The Wrong Way to Breathe
Take a deep breath. Did your shoulders rise and tighten? That is exactly the wrong way to breath, creating tension and not fully inflating your lungs.
The way you breathe when you’re reading TRAIL may be very different from the way you breath when you run.
Coach Kathleen Shuttleworth of Active4Life has a simple test:
- Warm up by jogging for 5-10 minutes, then run a kilometre at a hard pace.
- Stop and place one hand on your belly and one hand on your chest.
- If your top hand is moving up and out, and the other is moving in as you breathe in, you are breathing with your chest.
- If your lower hand is moving out as you breathe in, and the upper hand is remaining fairly still, you are breathing with your belly.
Getting it Right
To correct your breathing, lie on your back, with your hand resting on your stomach. Breath slowly and deeply, feeling your belly rise as you inhale, and fall as you exhale.
After getting into the pattern, try to do this while sitting, then standing, and eventually running.
To get the rhythm right, Professor Ross Tucker, physiologist and sports scientist at SportsScientists.com, recommends that you “synchronise your breathing pattern with your gait.”
Try breathing it for three steps, out for three steps, then in for three, out for two, when you speed up. Repeat Coach Kathleen’s test once you think you’ve got it.
The Right Way to Breathe
Think of your lungs like the inside of a syringe.
To fill a syringe, the plunger is pulled down and air is sucked in through the tip. Your body’s plunger is the diaphragm, and to inflate your lungs that sheet of muscle needs to be pulled down.
This swings out your lower ribcage and pushes your intestines out of the way, making your belly swell.
Alternatively, imagine that as you breath in, your abdomen inflates like a balloon. As you breath out, your abdomen deflates.
Benefits of Belly Breathing
- Fuel your muscles with more oxygen
- Reduce lactic acid build-up
- Prevent hypercapnia (carbon dioxide build-up)
- Decrease chance of getting a stitch
- Delay symptoms of altitude sickness
- Lessen fatigue
- Lower blood pressure
- Calming, improving mental outlook
Devon Coetzee, Biokineticist and Exercise Physiologist at the Department of Exercise Science and Sports Medicine, says, “Our bodies increase breath rate during exercise, but our rate of breathing also tells our body that we are exerting ourselves.
“Therefore, by controlling your breathing pattern and not huffing and puffing erratically, we are able to feel less tired when we are working very hard. In essence, you can use your breathing to trick your mind into not feeling that tired.”
Master Your Breath
Your goal is to strengthen your breathing muscles and turn belly breathing into a habit.
- Sitting or standing, take in a slow deep breath through your nose.
- Inflate your abdomen, feel your ribs expand to capacity.

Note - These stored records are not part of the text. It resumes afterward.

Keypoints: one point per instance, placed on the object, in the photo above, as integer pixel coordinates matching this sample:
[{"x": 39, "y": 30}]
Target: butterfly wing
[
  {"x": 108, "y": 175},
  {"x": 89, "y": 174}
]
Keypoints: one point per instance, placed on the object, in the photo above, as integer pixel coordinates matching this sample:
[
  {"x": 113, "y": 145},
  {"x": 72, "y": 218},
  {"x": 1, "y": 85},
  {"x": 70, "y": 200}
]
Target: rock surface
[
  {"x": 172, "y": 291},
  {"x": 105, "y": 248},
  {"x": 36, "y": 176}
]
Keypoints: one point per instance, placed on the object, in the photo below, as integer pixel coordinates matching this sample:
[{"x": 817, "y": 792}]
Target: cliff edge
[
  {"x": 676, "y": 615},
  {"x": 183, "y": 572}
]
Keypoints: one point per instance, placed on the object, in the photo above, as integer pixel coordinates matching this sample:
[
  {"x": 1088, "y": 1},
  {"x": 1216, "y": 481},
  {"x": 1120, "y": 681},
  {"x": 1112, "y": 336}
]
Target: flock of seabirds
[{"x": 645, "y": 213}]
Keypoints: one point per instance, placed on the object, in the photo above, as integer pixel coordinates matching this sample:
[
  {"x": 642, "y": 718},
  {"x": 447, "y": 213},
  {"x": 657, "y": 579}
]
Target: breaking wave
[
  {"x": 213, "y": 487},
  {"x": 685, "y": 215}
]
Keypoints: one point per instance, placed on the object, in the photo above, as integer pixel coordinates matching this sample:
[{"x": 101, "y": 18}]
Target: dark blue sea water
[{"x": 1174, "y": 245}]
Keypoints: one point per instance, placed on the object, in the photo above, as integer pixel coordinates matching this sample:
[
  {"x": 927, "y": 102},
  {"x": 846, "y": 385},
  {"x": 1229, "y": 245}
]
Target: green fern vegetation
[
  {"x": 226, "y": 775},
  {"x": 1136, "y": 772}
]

- Hold this breath for a slow count of three, with your shoulders relaxed.
- Release the breath slowly while humming. If you feel competitive, count out loud until your lungs are empty and your stomach is tight. The next time you do the exercise, aim to count higher.
The best thing about breathing exercises is that you can do them when you’re driving, sitting at your desk, or waiting for the kettle to boil. There are so many benefits to your running and your health, and so little effort involved.